3.
Le lendemain, Amélie franchit les portes sécurisées par un digicode dès l’ouverture des bureaux, à sept heures et demie. Chaque employé possédait un libre intervalle d’une heure pour embaucher, mais ils devaient tous être présents à l’arrivée de leur directeur, aux alentours de neuf heures. Ce dernier avait instauré cette règle en vue de contrôler le retard de ses salariés. S’il en manquait un passé huit heures trente, Arnaud connaissait sa prochaine cible à abattre.
Ses collègues arrivèrent au compte-gouttes jusqu’à ce que l’open space ne se remplît complètement. La jeune femme prit le temps de saluer ses collaborateurs et transmit les missions et objectifs du jour à son équipe. Elle éluda les questions que lui posèrent ses collègues à propos de son entretien de la veille et, après avoir pris un premier café et échangé les dernières nouvelles, tous se mirent à leur poste et débutèrent leur journée.

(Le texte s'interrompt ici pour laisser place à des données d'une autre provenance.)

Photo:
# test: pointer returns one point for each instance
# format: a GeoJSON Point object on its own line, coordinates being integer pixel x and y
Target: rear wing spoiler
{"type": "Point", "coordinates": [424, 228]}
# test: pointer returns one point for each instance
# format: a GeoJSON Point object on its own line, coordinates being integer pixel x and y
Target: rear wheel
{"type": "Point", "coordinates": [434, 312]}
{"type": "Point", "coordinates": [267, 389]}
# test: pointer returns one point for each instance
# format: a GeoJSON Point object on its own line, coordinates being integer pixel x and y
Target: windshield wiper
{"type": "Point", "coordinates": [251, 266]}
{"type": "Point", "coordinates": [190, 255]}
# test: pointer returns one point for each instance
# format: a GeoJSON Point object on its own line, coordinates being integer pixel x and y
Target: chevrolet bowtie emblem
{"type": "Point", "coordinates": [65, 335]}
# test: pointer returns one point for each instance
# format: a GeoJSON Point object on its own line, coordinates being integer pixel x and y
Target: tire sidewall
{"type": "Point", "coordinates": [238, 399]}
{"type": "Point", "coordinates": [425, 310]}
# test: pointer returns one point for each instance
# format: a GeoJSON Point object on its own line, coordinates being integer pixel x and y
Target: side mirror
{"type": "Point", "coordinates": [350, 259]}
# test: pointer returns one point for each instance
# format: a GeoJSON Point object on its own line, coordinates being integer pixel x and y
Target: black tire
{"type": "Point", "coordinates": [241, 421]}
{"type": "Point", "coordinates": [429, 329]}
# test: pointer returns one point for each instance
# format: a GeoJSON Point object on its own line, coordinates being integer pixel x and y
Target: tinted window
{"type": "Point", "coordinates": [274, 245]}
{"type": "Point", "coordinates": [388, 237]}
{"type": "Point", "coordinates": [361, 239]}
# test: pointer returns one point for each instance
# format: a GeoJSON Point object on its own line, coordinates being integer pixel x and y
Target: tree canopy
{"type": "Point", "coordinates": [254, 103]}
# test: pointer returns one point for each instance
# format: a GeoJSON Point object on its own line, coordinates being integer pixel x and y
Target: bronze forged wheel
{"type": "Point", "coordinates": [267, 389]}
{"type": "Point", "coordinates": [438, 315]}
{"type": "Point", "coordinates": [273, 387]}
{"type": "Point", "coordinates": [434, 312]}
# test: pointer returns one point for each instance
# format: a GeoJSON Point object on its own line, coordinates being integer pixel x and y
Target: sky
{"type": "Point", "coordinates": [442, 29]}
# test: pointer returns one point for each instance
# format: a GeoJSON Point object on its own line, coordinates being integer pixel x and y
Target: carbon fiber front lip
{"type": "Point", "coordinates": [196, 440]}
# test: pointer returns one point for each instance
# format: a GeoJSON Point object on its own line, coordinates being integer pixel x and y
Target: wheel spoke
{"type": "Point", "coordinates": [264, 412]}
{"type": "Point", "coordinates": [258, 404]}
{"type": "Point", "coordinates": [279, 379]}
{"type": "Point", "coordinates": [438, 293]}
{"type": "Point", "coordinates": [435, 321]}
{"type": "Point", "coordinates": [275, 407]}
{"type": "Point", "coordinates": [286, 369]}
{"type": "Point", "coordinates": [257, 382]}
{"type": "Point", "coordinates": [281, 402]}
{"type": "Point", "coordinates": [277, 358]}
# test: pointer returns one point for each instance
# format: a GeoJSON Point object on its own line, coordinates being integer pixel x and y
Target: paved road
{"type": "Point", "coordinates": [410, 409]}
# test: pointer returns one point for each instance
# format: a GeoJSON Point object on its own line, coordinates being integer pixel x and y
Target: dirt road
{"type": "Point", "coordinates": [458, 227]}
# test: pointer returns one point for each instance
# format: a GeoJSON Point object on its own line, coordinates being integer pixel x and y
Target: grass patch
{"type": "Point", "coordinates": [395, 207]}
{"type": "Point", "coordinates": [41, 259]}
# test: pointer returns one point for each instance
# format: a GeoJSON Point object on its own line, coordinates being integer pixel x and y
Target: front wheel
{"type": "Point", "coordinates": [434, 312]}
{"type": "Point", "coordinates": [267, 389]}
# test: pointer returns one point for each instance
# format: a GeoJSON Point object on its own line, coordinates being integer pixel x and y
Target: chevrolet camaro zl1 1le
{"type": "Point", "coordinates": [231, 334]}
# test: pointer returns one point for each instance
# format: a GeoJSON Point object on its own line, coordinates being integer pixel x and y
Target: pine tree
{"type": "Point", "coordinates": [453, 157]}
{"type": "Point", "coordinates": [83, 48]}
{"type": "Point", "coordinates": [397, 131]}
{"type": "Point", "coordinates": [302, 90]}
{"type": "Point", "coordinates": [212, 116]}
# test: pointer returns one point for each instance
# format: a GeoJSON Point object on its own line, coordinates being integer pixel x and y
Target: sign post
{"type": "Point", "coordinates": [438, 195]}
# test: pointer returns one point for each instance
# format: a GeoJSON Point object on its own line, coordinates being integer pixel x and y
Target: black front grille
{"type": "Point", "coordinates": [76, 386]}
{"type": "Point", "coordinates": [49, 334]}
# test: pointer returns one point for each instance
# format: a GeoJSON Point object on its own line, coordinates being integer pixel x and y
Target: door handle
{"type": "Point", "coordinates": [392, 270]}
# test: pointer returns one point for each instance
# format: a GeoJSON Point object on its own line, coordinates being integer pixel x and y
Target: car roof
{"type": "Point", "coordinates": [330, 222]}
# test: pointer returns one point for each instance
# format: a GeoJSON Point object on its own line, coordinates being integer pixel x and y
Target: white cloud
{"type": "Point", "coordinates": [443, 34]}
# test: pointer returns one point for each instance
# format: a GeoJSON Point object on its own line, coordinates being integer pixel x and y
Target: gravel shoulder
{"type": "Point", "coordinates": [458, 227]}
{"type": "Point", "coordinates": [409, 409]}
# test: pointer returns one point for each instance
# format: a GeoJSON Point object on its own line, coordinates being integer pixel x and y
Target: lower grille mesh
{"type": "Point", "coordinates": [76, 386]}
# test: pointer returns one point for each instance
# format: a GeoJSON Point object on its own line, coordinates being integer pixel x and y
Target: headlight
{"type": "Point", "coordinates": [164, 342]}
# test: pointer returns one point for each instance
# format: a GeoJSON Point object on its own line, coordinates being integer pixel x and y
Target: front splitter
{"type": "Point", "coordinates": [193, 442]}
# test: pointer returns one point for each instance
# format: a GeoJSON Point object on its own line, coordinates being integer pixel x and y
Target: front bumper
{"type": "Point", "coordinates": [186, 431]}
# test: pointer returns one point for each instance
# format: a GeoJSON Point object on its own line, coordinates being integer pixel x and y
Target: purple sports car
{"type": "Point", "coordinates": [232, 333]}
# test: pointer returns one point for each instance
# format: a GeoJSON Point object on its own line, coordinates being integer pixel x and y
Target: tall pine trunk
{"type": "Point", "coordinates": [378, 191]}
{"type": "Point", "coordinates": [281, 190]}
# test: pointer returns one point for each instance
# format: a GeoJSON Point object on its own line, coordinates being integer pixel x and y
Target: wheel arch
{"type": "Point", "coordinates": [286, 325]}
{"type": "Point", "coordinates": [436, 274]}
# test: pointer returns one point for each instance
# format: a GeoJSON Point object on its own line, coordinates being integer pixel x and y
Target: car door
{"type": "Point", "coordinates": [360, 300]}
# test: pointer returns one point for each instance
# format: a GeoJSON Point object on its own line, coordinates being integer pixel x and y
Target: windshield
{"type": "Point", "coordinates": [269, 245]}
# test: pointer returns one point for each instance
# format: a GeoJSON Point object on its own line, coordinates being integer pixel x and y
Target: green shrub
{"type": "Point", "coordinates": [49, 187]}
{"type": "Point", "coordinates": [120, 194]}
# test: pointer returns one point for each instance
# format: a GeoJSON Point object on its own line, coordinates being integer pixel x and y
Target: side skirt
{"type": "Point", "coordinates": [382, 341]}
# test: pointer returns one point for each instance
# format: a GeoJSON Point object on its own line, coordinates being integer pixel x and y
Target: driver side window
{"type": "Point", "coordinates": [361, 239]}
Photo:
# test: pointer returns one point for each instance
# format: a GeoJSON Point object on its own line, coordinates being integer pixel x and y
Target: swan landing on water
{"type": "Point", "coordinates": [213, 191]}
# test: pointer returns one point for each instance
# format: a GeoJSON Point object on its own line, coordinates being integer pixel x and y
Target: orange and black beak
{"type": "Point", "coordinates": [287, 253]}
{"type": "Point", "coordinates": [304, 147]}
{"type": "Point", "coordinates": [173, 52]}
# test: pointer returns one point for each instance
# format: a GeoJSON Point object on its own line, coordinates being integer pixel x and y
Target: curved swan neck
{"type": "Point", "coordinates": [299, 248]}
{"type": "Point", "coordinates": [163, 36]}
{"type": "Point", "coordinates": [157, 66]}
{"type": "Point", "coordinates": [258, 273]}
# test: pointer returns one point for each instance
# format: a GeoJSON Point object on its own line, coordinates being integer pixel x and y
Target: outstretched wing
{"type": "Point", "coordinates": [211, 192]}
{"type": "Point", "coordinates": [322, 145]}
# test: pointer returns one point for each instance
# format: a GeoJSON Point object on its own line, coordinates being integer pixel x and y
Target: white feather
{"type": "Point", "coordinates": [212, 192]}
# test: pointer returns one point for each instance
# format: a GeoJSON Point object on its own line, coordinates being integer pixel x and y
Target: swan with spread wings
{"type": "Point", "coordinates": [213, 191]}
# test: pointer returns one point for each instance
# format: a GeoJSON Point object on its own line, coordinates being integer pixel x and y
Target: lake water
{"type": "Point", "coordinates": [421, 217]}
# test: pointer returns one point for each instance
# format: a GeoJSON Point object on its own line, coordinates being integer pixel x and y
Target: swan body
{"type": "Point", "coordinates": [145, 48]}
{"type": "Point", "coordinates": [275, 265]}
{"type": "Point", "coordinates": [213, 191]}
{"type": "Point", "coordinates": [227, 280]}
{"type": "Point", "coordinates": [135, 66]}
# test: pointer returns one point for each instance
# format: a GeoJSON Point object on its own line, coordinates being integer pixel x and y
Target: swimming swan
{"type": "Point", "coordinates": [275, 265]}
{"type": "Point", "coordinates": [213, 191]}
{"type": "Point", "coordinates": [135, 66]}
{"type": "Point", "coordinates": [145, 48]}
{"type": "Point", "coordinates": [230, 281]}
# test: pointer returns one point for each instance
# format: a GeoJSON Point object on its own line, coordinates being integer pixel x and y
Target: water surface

Neuf heures moins cinq. Le bip sonore des portes du rez-de-chaussée résonna, signal donné à tous les employés qui se levèrent de leur siège et se tournèrent vers l’allée qui séparait le plateau en deux. Des bruits de pas retentirent depuis la cage d’escalier. Amélie déglutit. Un épais manteau noir apparut au loin, au détour du couloir. Portant une mallette dans sa main droite, un café dans celle de gauche, les cheveux impeccablement cirés et coiffés, Arnaud s’élança dans le bureau paysager. De larges lunettes de soleil recouvraient une partie de son visage et renforçaient son air renfrogné. Sans un mot, sans marquer d’arrêts auprès des différentes équipes, il traversa l’allée du plateau comme un grossier mannequin qui défilait pour une marque de haute couture. Sur son chemin, il récolta les salutations de ses employés qui baissaient la tête à son approche. Ce rituel se répétait tous les matins. Quotidiennement, ils accueillaient leur directeur comme s’ils recevaient le roi Charles III, les révérences en moins quoiqu’elles y trouveraient leur place.
Soudain, Arnaud ralentit lorsqu’il passa à côté d’Amélie. Le palpitant de cette dernière s’accéléra. Le directeur pivota en direction de la jeune femme et retira lentement ses lunettes de soleil, arborant alors un sourire des plus forcés.
— Amélie ! s’écria-t-il. Comment allez-vous ?
— B… Bien, et vous ?
— Misérable, comme toujours, j’ai planché sur vos dossiers désastreux toute la nuit. J’espère trouver dans mon bureau le courrier que je vous ai demandé.
— Vous n’en aurez pas besoin. Je vais reprendre les dossiers de mon équipe et je leur apporterai les corrections nécessaires.
L’attitude joviale que faussait l’homme disparut aussitôt. Une grimace remplaça le sourire, les sourcils se froncèrent. Amélie déglutit à nouveau. Elle planifiait cette confrontation depuis le réveil et, malgré les nombreux scénarios qu’elle avait imaginés, une seule certitude persistait : elle ne devait révéler aucun signe de faiblesse si elle souhaitait convaincre son supérieur. Le dos droit, la tête haute, la jeune femme soutint son regard amer lorsqu’il se rapprocha d’elle.
— Je ne crois pas que vous ayez saisi la teneur de mes propos lors de votre entretien, tonna Arnaud, la mâchoire serrée.
— S… Si, mais ma place est…
— Vous bégayez, la coupa-t-il sèchement.
— Non, j… je…
Un subtil ricanement s’échappa des lèvres du directeur, puis il tourna le dos à Amélie pour rejoindre son bureau situé à l’entrée de l’open space. Plongés dans un silence de circonstance, les employés se rassirent et reprirent leur activité en essayant d’oublier l’altercation à laquelle ils venaient d’assister. Le cœur lourd, Amélie imita ses collègues sans grande conviction. Elle savait que contrarier son supérieur de la sorte revenait à proclamer une guerre sempiternelle qu’elle ne remporterait probablement jamais.